Google Chrome’s AI team has proposed new APIs, dubbed Writing Assistance, for directly accessing language models built into web browsers and operating systems. It could lead to more sites and web apps adding AI writing integrations.
Large language models (LLMs) are all the rage thanks to OpenAI’s ChatGPT, which sent the entire tech industry into an AI frenzy and scrambling for similar features. Creating AI web apps that implement LLMs is easier said than done, though. Software developers can move all the heavy lifting to cloud APIs, which cost money, or try to set up local AI models with existing technologies such as WebAssembly and WebGPU. Thomas Steiner, Google’s Developer Relations Engineer, announced on August 19 an effort to provide a better solution, calling it the first step “toward potential standardization.”
The Writing Assistance API proposal, available on GitHub, comprises APIs dedicated to summarizing input text (Summarizer API), writing new content based on a prompt (Writer API), and rephrasing input text (Rewriter API) in the requested ways. Google is providing the APIs as separate proposals so anyone interested can evaluate them independently of one another.
The APIs have not yet been approved to ship in Chrome.

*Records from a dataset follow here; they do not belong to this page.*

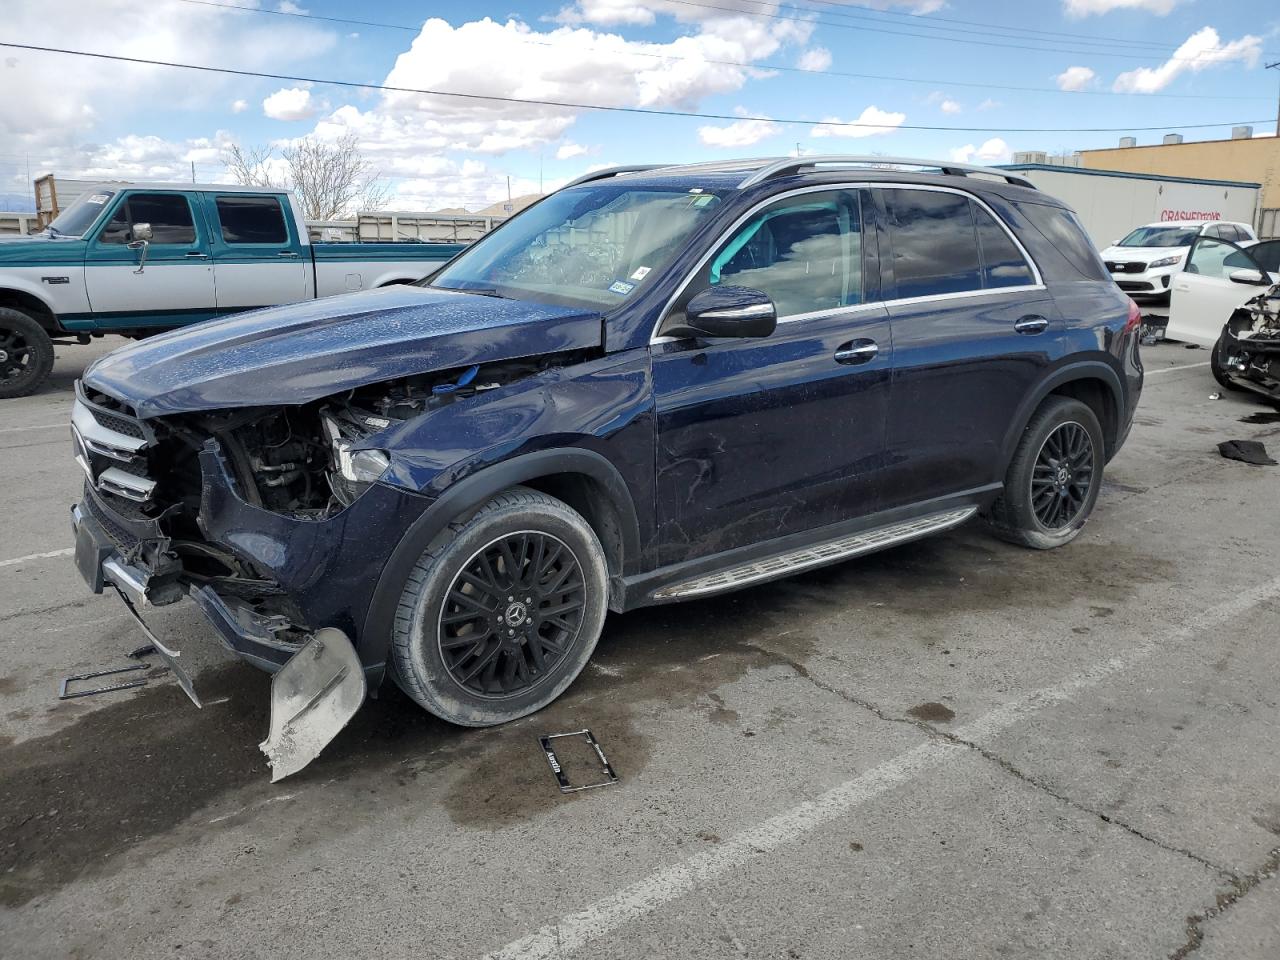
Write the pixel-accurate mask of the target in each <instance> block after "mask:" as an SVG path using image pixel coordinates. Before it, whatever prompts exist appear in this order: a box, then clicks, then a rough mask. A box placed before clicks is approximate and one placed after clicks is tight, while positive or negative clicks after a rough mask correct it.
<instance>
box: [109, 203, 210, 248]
mask: <svg viewBox="0 0 1280 960" xmlns="http://www.w3.org/2000/svg"><path fill="white" fill-rule="evenodd" d="M137 223H146V224H151V242H152V243H187V244H189V243H195V242H196V224H195V221H193V220H192V219H191V204H188V202H187V198H186V197H184V196H182V195H180V193H132V195H129V196H128V197H125V200H124V202H123V204H120V207H119V209H118V210H116V211H115V215H114V216H113V218H111V220H110V223H108V224H106V227H104V228H102V233H100V234H99V238H97V242H99V243H129V242H131V241H132V239H133V224H137Z"/></svg>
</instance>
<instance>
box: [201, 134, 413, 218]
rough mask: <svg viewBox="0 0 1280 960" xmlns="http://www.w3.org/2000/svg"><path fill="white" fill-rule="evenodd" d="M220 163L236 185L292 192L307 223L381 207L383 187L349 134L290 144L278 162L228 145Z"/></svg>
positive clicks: (356, 142) (290, 143)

If they end up being standardized and adopted by developers, however, web apps will instruct your favorite web browser to download specific underlying AI models for writing assistance on the fly “so as not to lock implementers into a single strategy.” This should make AI-powered web apps more flexible in leveraging language models to provide text summarization, rephrasing, and rewriting capabilities. The company broke down the most common use cases for each API.
Summarizer API
- Creating meeting transcripts for anyone joining the meeting late.
- Summarizing support conversations for input into a database.

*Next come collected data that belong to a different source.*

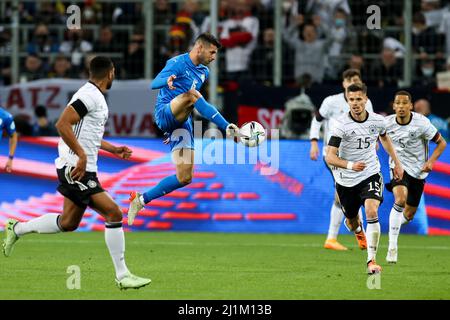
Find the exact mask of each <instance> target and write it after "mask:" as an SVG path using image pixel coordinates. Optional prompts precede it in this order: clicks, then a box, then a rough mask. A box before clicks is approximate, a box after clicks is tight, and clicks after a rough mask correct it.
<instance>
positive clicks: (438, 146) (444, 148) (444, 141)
mask: <svg viewBox="0 0 450 320" xmlns="http://www.w3.org/2000/svg"><path fill="white" fill-rule="evenodd" d="M433 141H434V142H436V144H437V146H436V149H434V151H433V153H432V154H431V157H430V159H428V161H427V162H425V164H424V165H423V168H422V171H424V172H430V171H431V170H433V164H434V162H435V161H436V160H437V159H439V157H440V156H441V154H442V153H443V152H444V150H445V148H446V147H447V142H446V141H445V139H444V137H442V136H441V135H440V134H438V135H437V137H436V138H435V139H433Z"/></svg>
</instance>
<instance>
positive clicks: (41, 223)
mask: <svg viewBox="0 0 450 320" xmlns="http://www.w3.org/2000/svg"><path fill="white" fill-rule="evenodd" d="M58 220H59V214H56V213H49V214H45V215H43V216H40V217H38V218H35V219H32V220H30V221H27V222H19V223H17V224H16V226H15V227H14V232H15V233H16V234H17V236H19V237H20V236H23V235H25V234H28V233H34V232H37V233H58V232H62V231H63V230H62V229H61V227H60V225H59V222H58Z"/></svg>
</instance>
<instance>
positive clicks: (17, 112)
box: [0, 79, 157, 137]
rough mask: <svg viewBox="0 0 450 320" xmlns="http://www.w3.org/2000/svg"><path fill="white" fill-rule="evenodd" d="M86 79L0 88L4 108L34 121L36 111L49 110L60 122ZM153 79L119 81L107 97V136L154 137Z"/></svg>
mask: <svg viewBox="0 0 450 320" xmlns="http://www.w3.org/2000/svg"><path fill="white" fill-rule="evenodd" d="M85 83H86V80H67V79H46V80H37V81H31V82H27V83H21V84H16V85H12V86H7V87H0V105H1V106H2V107H3V108H5V109H6V110H7V111H8V112H10V113H11V114H13V115H14V116H16V115H19V114H24V115H27V116H29V117H30V120H31V121H33V120H32V119H34V108H35V107H36V106H38V105H43V106H45V107H46V108H47V113H48V118H49V120H50V121H56V120H57V119H58V117H59V116H60V114H61V112H62V111H63V109H64V108H65V107H66V105H67V103H68V102H69V100H70V98H71V97H72V95H73V94H74V93H75V92H76V91H77V90H78V89H79V88H80V87H81V86H83V85H84V84H85ZM149 84H150V81H149V80H126V81H125V80H115V81H114V82H113V85H112V87H111V89H110V90H109V91H108V92H107V93H106V94H105V98H106V102H107V103H108V107H109V120H108V122H107V124H106V132H105V135H110V136H143V137H144V136H145V137H154V136H155V127H154V124H153V123H154V120H153V114H154V107H155V101H156V95H157V91H153V90H150V89H149Z"/></svg>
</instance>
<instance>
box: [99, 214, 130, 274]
mask: <svg viewBox="0 0 450 320" xmlns="http://www.w3.org/2000/svg"><path fill="white" fill-rule="evenodd" d="M105 242H106V246H107V247H108V250H109V254H110V255H111V258H112V260H113V263H114V269H115V270H116V278H117V279H118V280H122V279H123V278H124V277H125V276H126V275H127V274H128V273H130V271H129V270H128V268H127V265H126V264H125V236H124V234H123V228H122V222H106V223H105Z"/></svg>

- Distilling product reviews into a sentence or paragraph.
- Summarizing long posts to help you decide if it’s worth your time.

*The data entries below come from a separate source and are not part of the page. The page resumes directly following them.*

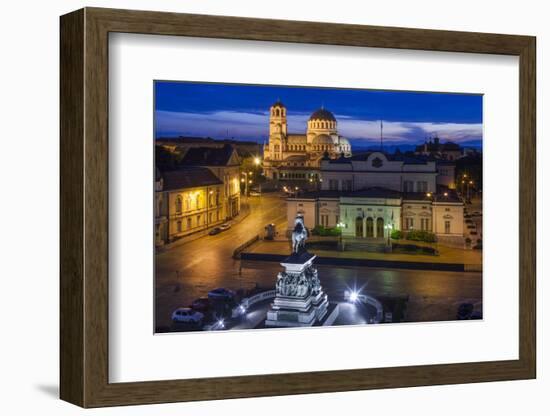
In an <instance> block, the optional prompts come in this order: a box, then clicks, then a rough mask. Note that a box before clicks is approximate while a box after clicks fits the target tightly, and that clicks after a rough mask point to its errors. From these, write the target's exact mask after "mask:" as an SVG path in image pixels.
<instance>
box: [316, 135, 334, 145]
mask: <svg viewBox="0 0 550 416" xmlns="http://www.w3.org/2000/svg"><path fill="white" fill-rule="evenodd" d="M313 144H333V141H332V139H331V138H330V136H329V135H328V134H319V135H317V136H315V138H314V139H313Z"/></svg>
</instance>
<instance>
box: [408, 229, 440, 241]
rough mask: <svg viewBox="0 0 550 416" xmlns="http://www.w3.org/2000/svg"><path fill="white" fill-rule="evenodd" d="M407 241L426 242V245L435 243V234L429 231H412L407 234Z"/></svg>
mask: <svg viewBox="0 0 550 416" xmlns="http://www.w3.org/2000/svg"><path fill="white" fill-rule="evenodd" d="M406 239H407V240H411V241H424V242H426V243H435V234H434V233H430V232H429V231H421V230H411V231H408V232H407V236H406Z"/></svg>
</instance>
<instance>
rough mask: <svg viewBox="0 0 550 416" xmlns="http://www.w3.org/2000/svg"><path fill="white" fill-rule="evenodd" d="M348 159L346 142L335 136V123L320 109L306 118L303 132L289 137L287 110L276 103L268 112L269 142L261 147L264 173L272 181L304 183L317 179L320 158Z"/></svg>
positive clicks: (277, 101) (322, 109)
mask: <svg viewBox="0 0 550 416" xmlns="http://www.w3.org/2000/svg"><path fill="white" fill-rule="evenodd" d="M342 154H343V155H345V156H347V157H349V156H351V145H350V143H349V141H348V140H347V139H346V138H344V137H342V136H340V135H339V134H338V122H337V121H336V118H335V117H334V114H332V113H331V112H330V111H328V110H326V109H324V108H320V109H318V110H317V111H315V112H314V113H313V114H311V116H310V117H309V120H308V122H307V126H306V132H305V134H303V133H289V132H288V123H287V109H286V107H285V106H284V105H283V103H281V102H280V101H277V102H276V103H275V104H273V105H272V106H271V108H270V110H269V142H268V143H267V144H265V145H264V173H265V175H266V177H268V178H270V179H275V180H308V179H311V178H317V177H318V175H319V168H320V162H321V159H322V158H323V156H324V155H328V157H330V158H336V157H339V156H340V155H342Z"/></svg>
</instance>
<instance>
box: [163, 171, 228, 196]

- Generating compelling article titles as a form of summarization.
- Summarizing questions on Q&A sites for experts to answer.
Writer API
- Explaining structured data like poll results over time, bug counts by product, etc.
- Expanding lists of pros and cons into full reviews.
- Generating a biography from an author’s CV, list of previous jobs, etc.
- Drafting articles from bullet points or your stream-of-thought.
- Composing social media product posts.
Rewriter API
- Removing redundant or unnecessary information from writing.
- Make your writing more or less formal for specific audiences.
- Rephrase toxic language to be more constructive.
- Rewriting articles using simpler words and concepts (“explain like I’m 5”).
Google says the proposal could allow web apps could rely more on the hardware capabilities of your device, and less on servers, making them potentially faster and nimbler. The functionality could also work without an internet connection. We’ve grown so accustomed to offline support in web apps like Gmail and Google Docs that we take them for granted, but most AI web apps today are crippled without internet access.
Apple has emphasized the importance of encryption and on-device processing with its own Apple Intelligence features coming this fall. In contrast, Google’s proposal promises to combine the best of both approaches. The company also mentions the Writing Assistance APIs would lower API costs for web developers and permit hybrid approaches where, for example, people who use a web app for free could only access a basic AI model (whereas paid users would be given access to a more powerful API-based model).
Chrome’s AI team will be soliciting feedback in the coming weeks, and they’ll ultimately move the proposal over to the Web Incubator Community Group (WICG) for further discussion. The WICG is a forum for discussion, not a standards body, so the project will still need to clear a few hurdles before getting submitted to the World Wide Web Consortium (W3C) for final approval. The WW3C will either turn the proposal into the official specification or reject it. If accepted, it’s up to browser vendors like Google, Apple, Microsoft, Mozilla, and others to implement the whole specification or select parts of it.